My ‘problem’ is not mine, you see, but somehow has become ALL mine -and I feel is impossible to discuss with anyone. Our issue can be summed up in one three-letter word “SEX”. You see, my husband, hasn’t had a full or proper erection for 3 years. I fear he is impotent and when he does eventually get ‘there’ it lasts very briefly…
Our story is quite suburban and normal, we have both just turned 50, have been married 15 years, with 2 grown teenagers, and the usual life’s ups and downs, mortgage stress, bills, financial struggles, however, like many, we budget and manage – that is not the real issue.
The problem is, is that my libido really hasn’t changed at all. Even during both pregnancies, if anything my desire has increased, as kids are pretty much off our hands now. I have always had a healthy sexual appetite, and enjoyed wonderful healthy sex with previous partners, but my husband’s interest in sex has decreased and diminished over the years. Secretly I find myself looking at other men – I think I am a relatively attractive woman for my age, and want to be attractive for him.
I really don’t know what to do… and can’t see spending the next 20 not having good sex again….
Please don’t think that I haven’t tried all options- such as – talking, talking, turning him on, weekend’s away, date nights, Viagra, etc.… I have suggested counselling, have hired porn DVDs, lingerie, and nothing has worked.
The issue is that he will barely discuss it with me and naturally becomes very defensive. I am desperately sad with all of this, and to be honest, am angry too, as there is now so much pressure on the sex that we are NOT having!
Samantha X – are there any followers out there in my situation? I would appreciate any form of feedback and advice if possible.
Dear Mrs Sexually Frustrated,
You say you’ve tried everything to awaken your husband’s desire for sex and nothing has worked? Look, I am going to be the bearer of controversial news: have a one night stand, book a male escort are the only options I can think of.

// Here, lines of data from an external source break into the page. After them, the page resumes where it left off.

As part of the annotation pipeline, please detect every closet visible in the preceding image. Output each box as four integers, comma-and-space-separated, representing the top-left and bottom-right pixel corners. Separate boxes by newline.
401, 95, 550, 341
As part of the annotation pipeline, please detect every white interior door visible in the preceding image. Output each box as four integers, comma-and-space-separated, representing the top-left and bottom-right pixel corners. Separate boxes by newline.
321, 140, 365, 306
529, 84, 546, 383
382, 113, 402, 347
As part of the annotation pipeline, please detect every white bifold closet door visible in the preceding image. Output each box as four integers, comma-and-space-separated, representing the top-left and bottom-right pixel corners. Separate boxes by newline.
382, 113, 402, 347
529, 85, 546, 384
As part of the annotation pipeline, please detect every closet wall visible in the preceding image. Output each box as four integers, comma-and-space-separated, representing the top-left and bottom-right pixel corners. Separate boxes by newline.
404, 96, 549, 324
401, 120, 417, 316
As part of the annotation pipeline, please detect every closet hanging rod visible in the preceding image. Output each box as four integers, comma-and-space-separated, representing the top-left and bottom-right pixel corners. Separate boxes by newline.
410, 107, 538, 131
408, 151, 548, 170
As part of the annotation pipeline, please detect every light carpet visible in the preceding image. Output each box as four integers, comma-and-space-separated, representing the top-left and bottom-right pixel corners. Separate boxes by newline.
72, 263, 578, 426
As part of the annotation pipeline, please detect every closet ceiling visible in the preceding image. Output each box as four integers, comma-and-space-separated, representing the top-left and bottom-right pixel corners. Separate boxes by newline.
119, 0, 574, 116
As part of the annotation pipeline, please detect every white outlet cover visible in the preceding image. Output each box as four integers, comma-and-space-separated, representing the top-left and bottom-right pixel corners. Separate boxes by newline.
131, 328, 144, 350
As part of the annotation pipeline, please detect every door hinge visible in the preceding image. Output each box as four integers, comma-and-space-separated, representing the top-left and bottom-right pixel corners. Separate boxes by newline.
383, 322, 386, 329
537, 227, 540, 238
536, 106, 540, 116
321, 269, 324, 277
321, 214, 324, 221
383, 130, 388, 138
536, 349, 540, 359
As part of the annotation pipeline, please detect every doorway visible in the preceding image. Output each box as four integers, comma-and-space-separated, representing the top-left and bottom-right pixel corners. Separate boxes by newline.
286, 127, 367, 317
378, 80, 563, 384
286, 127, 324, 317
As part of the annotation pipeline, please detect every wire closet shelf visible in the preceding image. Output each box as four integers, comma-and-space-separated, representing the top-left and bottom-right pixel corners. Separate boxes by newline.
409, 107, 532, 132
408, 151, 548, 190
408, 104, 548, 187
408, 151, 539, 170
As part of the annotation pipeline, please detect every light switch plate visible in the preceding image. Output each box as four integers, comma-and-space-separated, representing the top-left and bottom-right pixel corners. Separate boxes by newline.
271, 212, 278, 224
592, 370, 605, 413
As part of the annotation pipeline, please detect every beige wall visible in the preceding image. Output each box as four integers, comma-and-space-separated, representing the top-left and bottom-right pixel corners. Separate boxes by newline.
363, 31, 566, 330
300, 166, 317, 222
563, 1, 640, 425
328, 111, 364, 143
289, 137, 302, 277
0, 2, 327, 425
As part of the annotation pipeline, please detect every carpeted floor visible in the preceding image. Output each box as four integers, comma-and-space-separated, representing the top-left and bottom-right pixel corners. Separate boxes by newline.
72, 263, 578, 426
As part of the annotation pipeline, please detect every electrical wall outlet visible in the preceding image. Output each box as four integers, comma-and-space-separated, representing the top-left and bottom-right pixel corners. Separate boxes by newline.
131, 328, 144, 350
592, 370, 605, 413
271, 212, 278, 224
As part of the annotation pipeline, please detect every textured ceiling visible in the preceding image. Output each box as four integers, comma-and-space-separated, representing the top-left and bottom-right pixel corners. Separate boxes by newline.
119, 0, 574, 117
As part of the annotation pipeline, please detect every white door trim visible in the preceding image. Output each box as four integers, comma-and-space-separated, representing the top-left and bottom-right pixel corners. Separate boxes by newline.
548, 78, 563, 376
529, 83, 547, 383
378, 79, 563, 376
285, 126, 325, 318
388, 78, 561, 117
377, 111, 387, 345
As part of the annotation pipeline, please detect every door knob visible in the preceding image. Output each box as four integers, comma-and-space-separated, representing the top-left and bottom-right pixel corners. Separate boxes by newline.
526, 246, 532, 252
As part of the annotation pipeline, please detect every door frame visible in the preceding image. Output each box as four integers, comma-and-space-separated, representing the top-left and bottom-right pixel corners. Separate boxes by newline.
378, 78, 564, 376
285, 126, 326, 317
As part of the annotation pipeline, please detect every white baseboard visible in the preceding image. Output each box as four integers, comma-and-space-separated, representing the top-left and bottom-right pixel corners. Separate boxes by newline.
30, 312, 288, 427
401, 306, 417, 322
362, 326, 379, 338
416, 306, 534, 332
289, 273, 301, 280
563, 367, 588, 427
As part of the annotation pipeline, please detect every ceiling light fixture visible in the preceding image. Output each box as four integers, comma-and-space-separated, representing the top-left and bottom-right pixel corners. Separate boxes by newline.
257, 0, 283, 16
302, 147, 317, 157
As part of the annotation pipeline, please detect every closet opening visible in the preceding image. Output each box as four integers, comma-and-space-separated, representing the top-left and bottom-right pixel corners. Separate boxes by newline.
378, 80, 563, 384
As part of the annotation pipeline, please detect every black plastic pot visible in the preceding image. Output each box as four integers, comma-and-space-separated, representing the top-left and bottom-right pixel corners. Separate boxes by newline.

It’s very common for two human beings to have different sex drives. It’s not very common both parties are in complete harmony. If you don’t think his sex drive will ever come back and you don’t want to leave him, then I think you are well within your rights to look elsewhere. You could try being honest and talking to him about it, seeking some sort of ‘permission,’ but he may say no?
Or: you could do what millions of men do around the world every minute of the day and that is book a professional without their partner knowing! There are plenty of gorgeous male escorts out there so take your pick!
Do it and enjoy it and keep it safe.